Japanese Astro-E2 Satellite Launched.

The Japanese space agency JAXA announced the successful launch of the ASTRO-E2 X-ray satellite on Sunday. A Japanese-built M-5 rocket blasted off from the Uchinoura Space Center carrying the Astro-E2 into orbit. This satellite, renamed Suzuka, is a replacement for the Astro-E satellite, which was destroyed because of a launch failure in 2000. Once it's operational, Suzuka will help Astronomers understand the evolution of Galaxies and the supermassive black holes at their centres.

How much material was blasted off By Deep impact?.

One of the instruments tuned into Deep Impact is NASA's Swift satellite, normally designed to detect and analyze gamma ray bursts. Swift has been watching the expanding debris cloud, and detected increasing numbers of X-rays every day. This has enabled scientists to accurately measure the total amount of material released. So far, it appears that several tens of thousands of tonnes of debris were blasted off the Comet into space; enough to bury a football field under 9 metres (30 feet) of dust.

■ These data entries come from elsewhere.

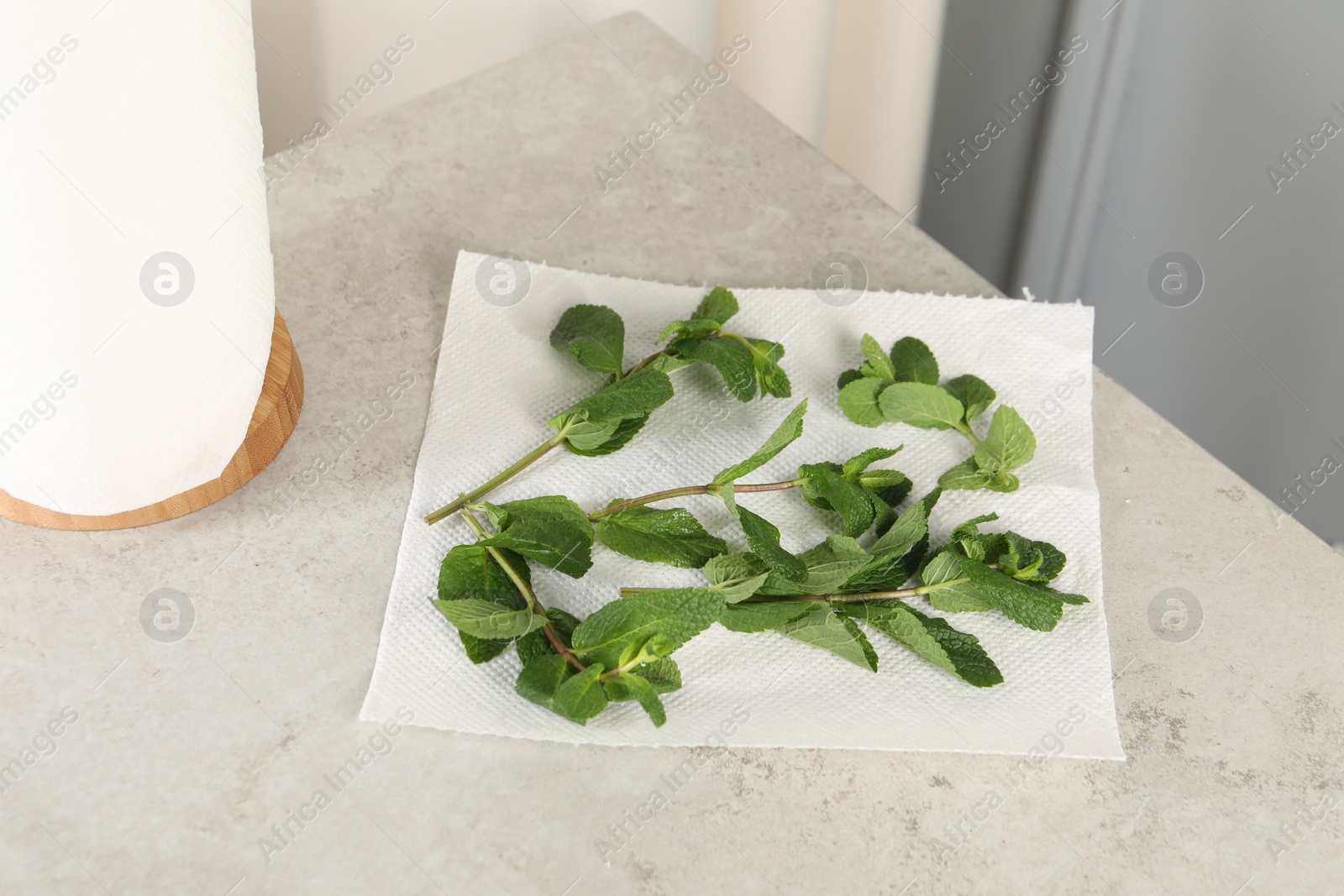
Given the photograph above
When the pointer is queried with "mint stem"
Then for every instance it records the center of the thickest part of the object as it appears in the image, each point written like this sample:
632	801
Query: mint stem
691	490
645	362
843	598
969	432
521	584
514	469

Transit Method Turns Up Planets.

Of the 130 extrasolar planets discovered to date, most have been found using the radial velocity method, where a planet causes tiny changes to a star's velocity compared to the Earth. This back and forth motion changes the wavelength of the light from our perspective. Another method, the transit method, has turned up 6 planets so far, and should find many more in the coming years. It works by watching for a star to dim slightly on a regular basis as a planet passes in between us and the star.

Deep Impact's Plume Was Bigger Than Expected.

When Deep Impact's impactor slammed into Comet Tempel 1 on July 4, 2005, it released a tremendous cloud of fine powdery material from the comet's nucleus. scientists are still studying the volumes of data acquired by Deep Impact, but it appears this plume was much brighter than anyone had expected; its surface was more like talcum powder than sand. The crater was probably on the large side of what was being predicted: 50 - 250 metres (165 - 820 feet).